Too late to worry about it now.
Malphael poured on the speed, moving faster and more nimbly than anyone his size had a right to. Suddenly I found myself on the defensive, hard-pressed to keep up with the scything arcs of his oversized blade. He got my back to the windows before I had time to think about which direction I’d planned to lure him into next.
He drew a breath, and roared at me.
Blood and smoke, fury and flame all reverberated in that inhuman sound, underscored by the deep, throbbing notes of his Name. My brain raced, but the mortal part of me froze like food before a predator. Adrenaline made my pulse pound so hard, lights chewed at the edges of my vision.
My body yelled, Run! but the sound scrambled something in my nervous system so all I could do was gape. With a taunting grin, he prepared for a final, punishing strike.
He roared again as he raised his sword, and my legs buckled, all my strength run to water. I was down on one knee, trying to get my blades up to protect my head. Intoning my own Name, I shook off enough of the paralytic effect to move, but it was going to be too late.
Malphael’s flame-kissed steel loomed like the judgment of Armageddon, and then my left hand flickered forward, Nephilim-quick. My dagger on that side dispersed, and I caught him by the wrist. My elbow locked, holding back his strike. As he strained against me, I sought out the burning thread of power that forged his blade and I ate it. His weapon faded in a swirl of smoke and ash.
I was conscious enough of the action—and what I tapped into to accomplish it—so I stole only the energy he expended to sustain the blade in that moment, not the knowledge or essence of the blade itself. That would’ve revealed the cheat.
All six eyes stared at me in shock and horror. Still holding his wrist, I swept my other hand up toward his belly, cutting a wide slash with my remaining blade. The weapon didn’t touch the cloth or the skin. No matter how solid the energy, it couldn’t make a physical cut, but Garrett still cried out, and behind him, Malphael reared back, bellowing in pain.

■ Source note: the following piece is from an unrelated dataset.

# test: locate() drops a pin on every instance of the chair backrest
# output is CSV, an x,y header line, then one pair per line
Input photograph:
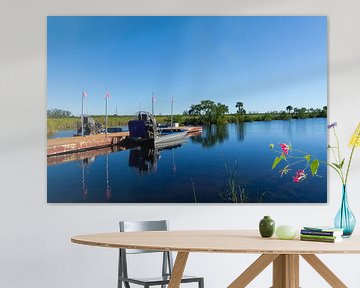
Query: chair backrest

I shoved him away, finally relinquishing my hold on his wrist. I curled my left hand against me, not entirely trusting it—the scar on my palm felt like it was chewing its way out of my skin. I shook out the power of my remaining blade while Malphael staggered back, gaping. He might not be able to prove what I’d just done, but he suspected.
I looked up from where I crouched on the floor, blowing the hair back from my eyes.
“I play to win.”
40
Malphael lurked at the other end of the dining room, glowering at his hand as if the meaty digits had risen up in a profoundly personal betrayal.
“You’re guilty,” I said. “You’re going to get the hell out of my city, and take that bastard Terhuziel with you.”
“You consumed my power,” he growled. “What treachery have you learned?”
“Consumed it?” I laughed. “I just waited until you ran out.”
It wasn’t true, but I sold it like my life depended on it—because it probably did. Malphael struck me as a sore loser, and tapping the Nephilim icon was a hell of a cheat. I wasn’t exactly thrilled with myself for using it again, but there’d been no other way to win.
Maybe that was an easy excuse to feed my conscience.
I rose slowly to my feet, wincing as I jostled the wounded wing. I stretched, testing it, and there didn’t seem to be any permanent damage, but it stung like a sonofabitch. I probably should have felt winded from that fight, but aside from the twinge along my wing, I felt great. There were definitely upsides to devouring the power of the enemy.
I swore not to get used to it.
The Gibburim eyed me warily, absently rubbing his wrist. I eyed him right back.
“I don’t know if you’ve noticed, but you’ve spun yourself pretty thin,” I observed. “You just misjudged your strength in that last assault.”
“I did not misjudge my strength,” he objected sullenly.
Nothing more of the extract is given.